General parameter-shift rules for quantum gradients

David Wierichs1,2, Josh Izaac1, Cody Wang3, and Cedric Yen-Yu Lin3

1Xanadu, Toronto, ON, M5G 2C8, Canada
2Institute for Theoretical Physics, University of Cologne, Germany
3AWS Quantum Technologies, Seattle, Washington 98170, USA

Variational quantum algorithms are ubiquitous in applications of noisy intermediate-scale quantum computers. Due to the structure of conventional parametrized quantum gates, the evaluated functions typically are finite Fourier series of the input parameters. In this work, we use this fact to derive new, general parameter-shift rules for single-parameter gates, and provide closed-form expressions to apply them.
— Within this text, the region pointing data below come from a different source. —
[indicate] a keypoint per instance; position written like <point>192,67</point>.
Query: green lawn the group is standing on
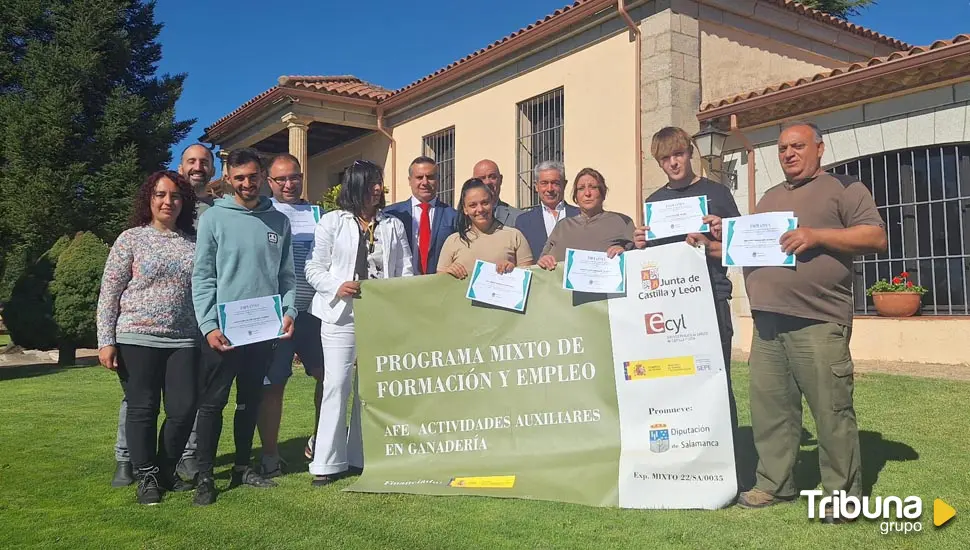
<point>57,430</point>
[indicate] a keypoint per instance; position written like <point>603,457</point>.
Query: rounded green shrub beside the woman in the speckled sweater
<point>75,289</point>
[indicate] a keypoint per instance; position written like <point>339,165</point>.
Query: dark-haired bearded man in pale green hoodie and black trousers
<point>243,250</point>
These rules are then extended to multi-parameter quantum gates by combining them with the stochastic parameter-shift rule. We perform a systematic analysis of quantum resource requirements for each rule, and show that a reduction in resources is possible for higher-order derivatives. Using the example of the quantum approximate optimization algorithm, we show that the generalized parameter-shift rule can reduce the number of circuit evaluations significantly when computing derivatives with respect to parameters that feed into many gates. Our approach additionally reproduces reconstructions of the evaluated function up to a chosen order, leading to known generalizations of the Rotosolve optimizer and new extensions of the quantum analytic descent optimization algorithm.
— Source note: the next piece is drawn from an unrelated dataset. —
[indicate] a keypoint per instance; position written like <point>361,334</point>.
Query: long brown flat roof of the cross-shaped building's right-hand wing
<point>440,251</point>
Many near-term applications of quantum computing are concerned with parametrized quantum circuits and cost functions arising from them. This cost function is to be minimized, which often is done with optimization algorithms that use the gradient or higher-order derivatives. These derivatives can in turn be computed using so-called parameter-shift rules.
Previously, shift rules were known for all single-parameter quantum gates $U(x)=\exp(ixG)$ that are generated by operators satisfying the relation $G^3=G$. Other gates had to be decomposed into gates of this form in order to compute the cost function derivatives via a parameter-shift rule. In this work, we present general parameter-shift rules for all single-parameter gates. We compare the cost of these rules to that of decomposing a gate and applying the original shift rule to the constituents and find that the general shift rule can reduce the cost significantly for large gates that are relevant in applications. This advantage over decomposition-based derivatives grows with the order of the derivative.
Our approach is based on a discrete Fourier transform and is directly linked to known optimization algorithms that use single-parameter reconstructions of the cost function. The new shift rule allows gradient-based optimizers to run at the same cost as these reconstruction-based algorithms.